While the lease was in force, J. H. Hyde (appellant) purchased the property embraced in the lease from M. Denton and received from him transfer of the lease on January 28, 1944. Appellant made no demand on appellee at any time for payment of rent. The January rent was not paid promptly when due on February 1, 1944, nor were rents for subsequent months paid. Such rents have, however, been tendered into court.
About the middle of February, 1944, appellant and appellee had a conversation in which appellant offered appellee $500 to move. Appellee stated that she would let appellant know. The next day appellant told appellee the offer was off. On March 9, 1944, appellee was served with a written notice from appellant that appellant elected to terminate the lease and demanded possession of the premises within ten days from date. On April 11, 1944, appellee was served with a written notice from appellant in substance that since appellee's right of possession had terminated, demand was made for surrender of full possession of the premises within ten days from date.
Appellant instituted suit against appellee for possession of the premises. At the conclusion of the evidence, which has been substantially stated above in its material aspects, and all of which was introduced by the plaintiff, the defendant moved to exclude the evidence. The court granted the motion and directed the jury to find for the defendant. There was verdict and judgment for the defendant. Hence this appeal. *Page 10
It is evident that the plaintiff in the trial of the case, although the term of the lease had not expired, relied upon the failure of the defendant to pay the rent promptly, as the basis for declaring the lease terminated and demanding possession of the premises.
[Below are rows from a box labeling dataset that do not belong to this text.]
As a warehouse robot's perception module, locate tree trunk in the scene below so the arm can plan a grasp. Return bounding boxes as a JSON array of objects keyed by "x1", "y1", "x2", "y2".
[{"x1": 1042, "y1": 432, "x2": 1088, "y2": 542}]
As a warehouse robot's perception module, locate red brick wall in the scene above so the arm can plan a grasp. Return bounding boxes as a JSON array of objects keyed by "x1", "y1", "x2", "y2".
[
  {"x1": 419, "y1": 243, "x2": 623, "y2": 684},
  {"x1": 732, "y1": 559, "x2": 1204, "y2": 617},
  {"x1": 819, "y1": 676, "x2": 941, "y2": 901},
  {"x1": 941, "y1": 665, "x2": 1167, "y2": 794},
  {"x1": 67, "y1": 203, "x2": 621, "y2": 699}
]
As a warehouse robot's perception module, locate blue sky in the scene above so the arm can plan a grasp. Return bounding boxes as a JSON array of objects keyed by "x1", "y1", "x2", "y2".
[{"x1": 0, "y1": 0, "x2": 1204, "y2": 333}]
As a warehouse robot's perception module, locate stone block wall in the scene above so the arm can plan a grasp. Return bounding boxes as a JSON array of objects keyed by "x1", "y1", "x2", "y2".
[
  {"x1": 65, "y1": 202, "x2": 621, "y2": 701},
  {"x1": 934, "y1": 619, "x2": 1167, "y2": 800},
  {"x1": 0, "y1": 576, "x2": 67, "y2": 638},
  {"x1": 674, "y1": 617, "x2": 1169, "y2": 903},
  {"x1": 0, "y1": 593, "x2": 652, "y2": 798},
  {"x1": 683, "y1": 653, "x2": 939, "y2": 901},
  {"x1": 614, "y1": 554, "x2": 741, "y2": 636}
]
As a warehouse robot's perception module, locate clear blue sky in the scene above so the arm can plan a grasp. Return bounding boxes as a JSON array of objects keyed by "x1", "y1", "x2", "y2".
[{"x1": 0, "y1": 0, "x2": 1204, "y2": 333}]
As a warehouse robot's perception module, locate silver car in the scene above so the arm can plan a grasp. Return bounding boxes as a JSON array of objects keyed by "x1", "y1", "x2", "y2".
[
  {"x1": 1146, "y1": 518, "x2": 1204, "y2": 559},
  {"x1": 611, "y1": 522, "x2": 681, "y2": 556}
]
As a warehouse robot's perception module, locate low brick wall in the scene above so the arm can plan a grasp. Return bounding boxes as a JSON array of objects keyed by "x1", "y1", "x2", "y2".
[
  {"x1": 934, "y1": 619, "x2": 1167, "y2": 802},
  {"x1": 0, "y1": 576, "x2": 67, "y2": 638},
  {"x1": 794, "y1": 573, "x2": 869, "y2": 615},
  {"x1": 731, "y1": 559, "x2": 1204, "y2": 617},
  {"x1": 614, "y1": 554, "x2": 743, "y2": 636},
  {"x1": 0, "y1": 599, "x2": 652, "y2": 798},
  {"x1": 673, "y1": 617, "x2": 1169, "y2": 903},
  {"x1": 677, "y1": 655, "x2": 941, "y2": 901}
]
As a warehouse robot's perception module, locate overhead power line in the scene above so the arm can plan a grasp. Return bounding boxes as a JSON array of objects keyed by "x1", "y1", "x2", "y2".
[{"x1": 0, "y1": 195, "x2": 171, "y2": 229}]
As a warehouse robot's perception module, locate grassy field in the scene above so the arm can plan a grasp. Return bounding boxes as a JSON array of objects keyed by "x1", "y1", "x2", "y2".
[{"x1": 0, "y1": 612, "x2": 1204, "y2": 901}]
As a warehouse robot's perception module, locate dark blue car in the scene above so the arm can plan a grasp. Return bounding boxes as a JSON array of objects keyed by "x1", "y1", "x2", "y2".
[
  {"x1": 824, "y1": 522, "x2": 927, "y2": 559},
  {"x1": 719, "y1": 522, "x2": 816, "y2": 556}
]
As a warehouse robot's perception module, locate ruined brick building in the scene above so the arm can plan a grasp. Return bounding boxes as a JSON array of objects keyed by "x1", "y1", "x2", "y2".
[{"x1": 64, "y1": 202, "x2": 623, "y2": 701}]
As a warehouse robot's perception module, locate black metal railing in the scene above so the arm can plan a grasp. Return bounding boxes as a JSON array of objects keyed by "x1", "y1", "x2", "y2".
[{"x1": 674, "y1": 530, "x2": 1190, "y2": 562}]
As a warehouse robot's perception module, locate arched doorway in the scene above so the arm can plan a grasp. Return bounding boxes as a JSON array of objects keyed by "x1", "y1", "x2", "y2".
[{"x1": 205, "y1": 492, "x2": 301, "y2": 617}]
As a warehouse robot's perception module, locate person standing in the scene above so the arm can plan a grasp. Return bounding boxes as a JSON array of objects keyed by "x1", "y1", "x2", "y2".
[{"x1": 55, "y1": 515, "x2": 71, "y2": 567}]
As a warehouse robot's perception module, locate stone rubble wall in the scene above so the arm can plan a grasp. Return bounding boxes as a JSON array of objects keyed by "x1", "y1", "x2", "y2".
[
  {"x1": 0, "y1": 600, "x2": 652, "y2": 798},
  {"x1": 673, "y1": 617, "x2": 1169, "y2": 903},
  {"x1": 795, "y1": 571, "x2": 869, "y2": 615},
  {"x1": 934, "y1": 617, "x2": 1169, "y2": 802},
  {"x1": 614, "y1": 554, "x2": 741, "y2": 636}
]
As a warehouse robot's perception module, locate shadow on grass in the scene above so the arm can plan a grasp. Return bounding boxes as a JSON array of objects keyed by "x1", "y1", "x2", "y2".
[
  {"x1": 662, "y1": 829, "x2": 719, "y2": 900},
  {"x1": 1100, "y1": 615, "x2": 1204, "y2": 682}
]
However, the evidence shows that the lease in effect between the parties contains no agreement, providing that nonpayment of rent authorizes termination of the lease and confers upon the landlord the right of re-entry. This is an omission in the provisions of the lease fatal to plaintiff's case. "In the absence of a provision to such effect in the lease, nonpayment of rent does not as a general rule work a forfeiture, and hence confers no right of re-entry." Myles et al. v. Strange, 226 Ala. 49, 145 So. 313; DeSoto Falls Development Co. v. Libby, 231 Ala. 507, 165 So. 763. In referring to what is now § 6, Title 31, Code of 1940, this court in Myles et al. v. Strange, supra, said: "The default therein referred to, of course, means a default which justifies the termination of the possessory right under the contract." As pointed out, the lease in the present case contains no clause which justified termination of the possessory right under the lease.
Does § 35, Title 31, Code of 1940, which was a part of the Act adopted in 1932, change the situation? It clearly does not. The demand provided by this section is expressly predicated on holding over by the tenant after expiration of the term of the lease or after the tenant's "right of possession has terminated or been forfeited." There is nothing which makes nonpayment of rent a ground for forfeiture or re-entry. Shell Petroleum Corporation et al. v. Gowan et al., 240 Ala. 497, 199 So. 849. See also Garrett v. Reid, 244 Ala. 254, 13 So.2d 97.
Plaintiff failed to make out his case. Accordingly it was not prejudicial error for the court to direct a verdict for the defendant without written request. O'Bar v. Southern Life Health Ins. Co., 232 Ala. 459, 168 So. 580.
In view of the conclusions reached, it is not necessary to consider other questions. The lower court was not in error.
Affirmed.
GARDNER, C. J., and THOMAS and FOSTER, JJ., concur.